The proposal of BERT is undoubtedly one of the superior models in the field of natural language processing, and the model integrates the advantages of other models before, abandons the disadvantages of the models and achieves good effect on subsequent specific tasks of natural language processing. BERT concatenates two sentence sequences and serves as a model input portion, with a symbol mark placed at the beginning and end of each sentence. For each Word, BERT carries out three different embedding operations, namely 1, converts each Word into a vector with fixed dimensionality, carries out Word2Vec coding, 2, splices two sentences when sentence pairs are input, assigns 0 to each Word in the first sentence, and assigns 1 to each Word in the second sentence. 3. And coding the position information of the sentence in which the word is positioned. And splicing the three embedding result vectors to obtain the BERT word vector.
Compared with the traditional language model, the BERT is a deep neural network with about one hundred layers, and model parameter learning is carried out by utilizing large-scale linguistic data, so that more grammars, lexical and semantic information are merged into a BERT Word vector, and meanwhile, the BERT is trained by Word units, so that the problem of the unknown words faced by Word2Vec can be solved to a certain extent. However, the model of BERT is a working mechanism that learns the context representation through word-level representations. To date, little work has been done to understand language groups other than a single word in BERT. And interpreting elements such as phrases using word-level attention matrices or word-level context embedding, attention is not intuitive enough. Word-level coding and attention mechanisms limit the interpretation capabilities of BERTs.
Disclosure of Invention
The invention aims to solve the problems existing in the processing of word levels in a BERT model, and provides an N-gram-based BERT model and a semantic segmentation method. The invention combines the thought of N-gram to modify the BERT model, so that two words or even three words are used as input when the BERT model is input, thereby enhancing the semantic information between the words.

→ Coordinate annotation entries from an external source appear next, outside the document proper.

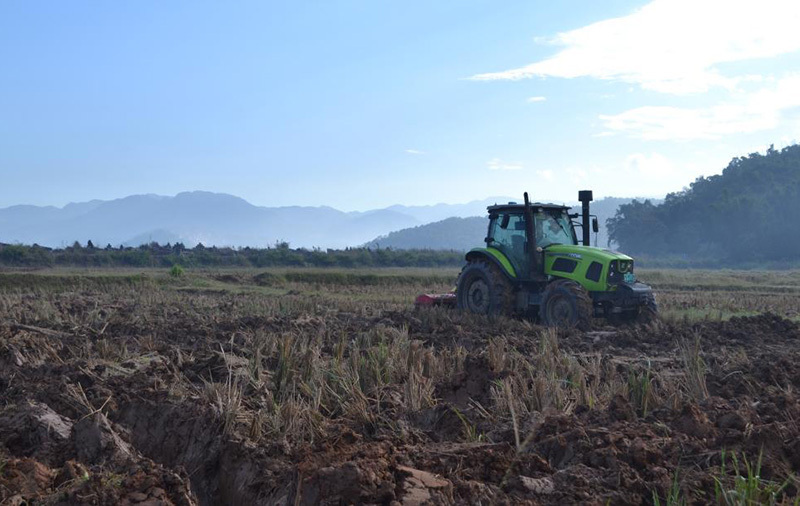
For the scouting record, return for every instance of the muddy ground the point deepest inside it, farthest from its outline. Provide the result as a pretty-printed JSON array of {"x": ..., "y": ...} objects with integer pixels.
[{"x": 156, "y": 396}]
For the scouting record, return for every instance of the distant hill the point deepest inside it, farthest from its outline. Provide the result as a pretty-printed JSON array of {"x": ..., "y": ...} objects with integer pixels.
[
  {"x": 218, "y": 219},
  {"x": 746, "y": 215},
  {"x": 458, "y": 234},
  {"x": 192, "y": 218},
  {"x": 462, "y": 234},
  {"x": 212, "y": 219}
]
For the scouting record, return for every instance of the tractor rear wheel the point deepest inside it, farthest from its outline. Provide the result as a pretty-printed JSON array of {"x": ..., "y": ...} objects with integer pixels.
[
  {"x": 565, "y": 303},
  {"x": 483, "y": 289}
]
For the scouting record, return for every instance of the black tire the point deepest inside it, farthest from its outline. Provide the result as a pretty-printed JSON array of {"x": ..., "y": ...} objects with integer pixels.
[
  {"x": 483, "y": 289},
  {"x": 565, "y": 303}
]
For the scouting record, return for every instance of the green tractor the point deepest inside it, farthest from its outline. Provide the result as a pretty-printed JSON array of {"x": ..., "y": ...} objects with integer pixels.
[{"x": 533, "y": 264}]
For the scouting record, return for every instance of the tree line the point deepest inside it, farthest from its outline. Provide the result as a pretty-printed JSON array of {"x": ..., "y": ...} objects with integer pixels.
[
  {"x": 746, "y": 215},
  {"x": 281, "y": 255}
]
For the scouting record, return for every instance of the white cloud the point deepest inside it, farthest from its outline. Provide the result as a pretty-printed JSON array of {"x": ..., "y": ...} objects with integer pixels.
[
  {"x": 546, "y": 174},
  {"x": 498, "y": 164},
  {"x": 744, "y": 113},
  {"x": 651, "y": 166},
  {"x": 672, "y": 46}
]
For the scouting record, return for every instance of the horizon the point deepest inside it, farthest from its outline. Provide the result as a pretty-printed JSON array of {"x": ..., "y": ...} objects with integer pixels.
[
  {"x": 361, "y": 106},
  {"x": 573, "y": 201}
]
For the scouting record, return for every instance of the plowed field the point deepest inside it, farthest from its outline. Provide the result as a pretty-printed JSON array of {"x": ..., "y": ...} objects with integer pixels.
[{"x": 261, "y": 388}]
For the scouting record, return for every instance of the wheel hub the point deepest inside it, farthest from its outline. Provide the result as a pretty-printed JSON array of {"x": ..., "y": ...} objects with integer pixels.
[
  {"x": 560, "y": 311},
  {"x": 478, "y": 296}
]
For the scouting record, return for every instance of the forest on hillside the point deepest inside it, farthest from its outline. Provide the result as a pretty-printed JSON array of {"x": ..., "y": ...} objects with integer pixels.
[
  {"x": 170, "y": 255},
  {"x": 745, "y": 216}
]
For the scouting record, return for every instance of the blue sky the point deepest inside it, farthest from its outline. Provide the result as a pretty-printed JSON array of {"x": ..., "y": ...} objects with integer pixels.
[{"x": 364, "y": 104}]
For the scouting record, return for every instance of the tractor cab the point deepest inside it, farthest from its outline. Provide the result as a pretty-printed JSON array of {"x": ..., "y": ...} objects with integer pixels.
[
  {"x": 510, "y": 233},
  {"x": 533, "y": 263}
]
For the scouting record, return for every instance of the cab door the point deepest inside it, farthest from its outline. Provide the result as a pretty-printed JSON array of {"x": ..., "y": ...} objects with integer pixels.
[{"x": 508, "y": 235}]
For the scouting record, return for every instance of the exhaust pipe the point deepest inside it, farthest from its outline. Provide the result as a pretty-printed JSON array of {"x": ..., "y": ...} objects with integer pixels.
[{"x": 585, "y": 196}]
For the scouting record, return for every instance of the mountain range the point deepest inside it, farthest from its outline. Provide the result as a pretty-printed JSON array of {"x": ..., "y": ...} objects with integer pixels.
[
  {"x": 217, "y": 219},
  {"x": 461, "y": 234},
  {"x": 213, "y": 219}
]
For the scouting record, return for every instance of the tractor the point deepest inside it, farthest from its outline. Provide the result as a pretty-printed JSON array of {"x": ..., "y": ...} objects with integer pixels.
[{"x": 534, "y": 265}]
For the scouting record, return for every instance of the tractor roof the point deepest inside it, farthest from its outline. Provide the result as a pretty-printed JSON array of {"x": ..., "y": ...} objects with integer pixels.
[{"x": 513, "y": 206}]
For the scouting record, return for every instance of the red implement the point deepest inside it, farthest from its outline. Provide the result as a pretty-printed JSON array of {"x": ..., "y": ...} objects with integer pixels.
[{"x": 436, "y": 299}]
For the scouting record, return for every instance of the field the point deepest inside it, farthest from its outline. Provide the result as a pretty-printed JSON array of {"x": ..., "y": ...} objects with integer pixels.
[{"x": 327, "y": 386}]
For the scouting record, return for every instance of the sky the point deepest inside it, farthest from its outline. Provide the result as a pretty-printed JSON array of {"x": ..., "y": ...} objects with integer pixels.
[{"x": 364, "y": 104}]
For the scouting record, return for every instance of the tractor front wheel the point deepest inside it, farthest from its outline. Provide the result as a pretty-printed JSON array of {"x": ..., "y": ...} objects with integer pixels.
[
  {"x": 483, "y": 289},
  {"x": 565, "y": 303}
]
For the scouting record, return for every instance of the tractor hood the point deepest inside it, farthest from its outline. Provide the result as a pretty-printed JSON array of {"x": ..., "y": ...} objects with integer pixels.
[{"x": 584, "y": 252}]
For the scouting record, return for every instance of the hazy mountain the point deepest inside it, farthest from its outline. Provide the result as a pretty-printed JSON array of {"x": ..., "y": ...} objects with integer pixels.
[
  {"x": 459, "y": 234},
  {"x": 438, "y": 212},
  {"x": 194, "y": 217},
  {"x": 225, "y": 220}
]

The technical scheme of the invention is as follows:
the invention provides an N-Gram-based BERT model, which comprises the following components:
a word splitting unit: splitting a training data sample into a plurality of words;
a word encoding unit: converting each Word into a vector with fixed dimensionality, and carrying out Word2Vec coding to obtain a vector corresponding to each Word; splicing every two training data samples which are adjacent in sequence to form a group, assigning 0 to each word in a first sample, and assigning 1 to each word in a second sample; sequentially coding the positions of all words in the group, wherein i represents the word position;
word concatenation input unit: taking n words as input, taking the word i and i + (n-1) words behind the word i as input for training;
a discarding unit: and setting a discarding coefficient to be 0.5, screening and discarding the training result by adopting a discarding model, namely a dropout function, and obtaining a semantic segmentation result corresponding to the training data sample.
A semantic segmentation method based on an N-Gram BERT model comprises the following steps:
s1, acquiring a training data set:
selecting a corpus as an original data set; preprocessing an original data set by adopting an extractor to obtain a plurality of training data samples, and performing semantic segmentation on the training data samples by taking the training data samples as a training data set;
s2, establishing an N-gram BERT model:
splitting a training data sample into a plurality of words; converting each Word into a vector with fixed dimensionality, and carrying out Word2Vec coding to obtain a vector corresponding to each Word; splicing every two training data samples which are adjacent in sequence to form a group, assigning 0 to each word in a first sample, and assigning 1 to each word in a second sample; sequentially coding the positions of all words in the group, wherein i represents the word position;
training by taking n words as input models and taking the word i and i + (n-1) words behind the word i as input; setting a discarding coefficient to be 0.5, screening and discarding the training result by adopting a discarding model, namely a dropout function, and obtaining a semantic segmentation result corresponding to the training data sample;
traversing the training data samples by adopting the steps until the matching rate of the semantic segmentation result output by the model and the semantic segmentation condition of the corresponding training data sample reaches the preset requirement, finishing training and obtaining an N-gram BERT model;
s3, performing semantic segmentation by adopting an N-gram BERT model:
for the sentence to be recognized, preprocessing the sentence according to the step S1 to obtain a plurality of data samples, inputting the data samples into an N-gram BERT model, and obtaining a semantic segmentation result; comparing BERT with n-gramBERT, testing on LCQMC data set, the n-gramBERT model has better effect and more accurate semantic segmentation.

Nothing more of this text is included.